Power Developer
https://powerdeveloper.org/forums/

Altivec Questions
https://powerdeveloper.org/forums/viewtopic.php?f=23&t=839
Page 1 of 1

Author:  joshuapurcell [ Thu Oct 05, 2006 10:29 pm ]
Post subject:  Altivec Questions

@Neko, thanks for the great response to my questions in the OSW Uncovered thread (located here). I'm trying to understand how each of these projects (Glibc optimization and Freevec) are related, and your post went a long way in helping with that. I figured I'd make a new post in a more appropriate location, although we may need a "Beginners" Altivec section of the forum to be more appropriate :D.
Quote:
Unfortunately most of the interesting optimizations may be CPU-specific (for instance be really good ona G4 but terrible on a G5 due to implementation differences) or host-bridge specific... Those that aren't, probably want to use AltiVec which isn't truly possible in the Linux kernel without losing your performance gains to the context switch model and even then only after disabling kernel preemption which effectively monopolises the kernel to that task..
Sorry about these questions... what you said above brought up more things I'm unsure about.
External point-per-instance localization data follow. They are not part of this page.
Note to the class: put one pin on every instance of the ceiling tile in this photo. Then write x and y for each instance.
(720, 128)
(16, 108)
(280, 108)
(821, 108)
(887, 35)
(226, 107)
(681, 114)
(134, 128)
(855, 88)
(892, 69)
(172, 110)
1.Is the term "PPC-optimization" considered the same thing as optimizing code to use Altivec instructions?

2.How does this relate to VMX optimizations (or VMX128 for that matter)? Would the work being done to optimize for Altivec instructions be easily carried over to these instruction sets (if it isn't directly compatible already) considering both the Cell and the Power ISA v.2.03 specification includes VMX?

3.I'm not quite sure what you meant in the last part of your post (quoted above) regarding optimizing the Linux kernel for Altivec. From what I read, it sounds to me like you said doing these optimizations aren't worth it... so I must be missing something there. I would have to wonder why running software on an architecture that it isn't optimized for is worth it if that were the case. Is this because most of the instructions used in the kernel just wouldn't benefit from Altivec, so there is no need?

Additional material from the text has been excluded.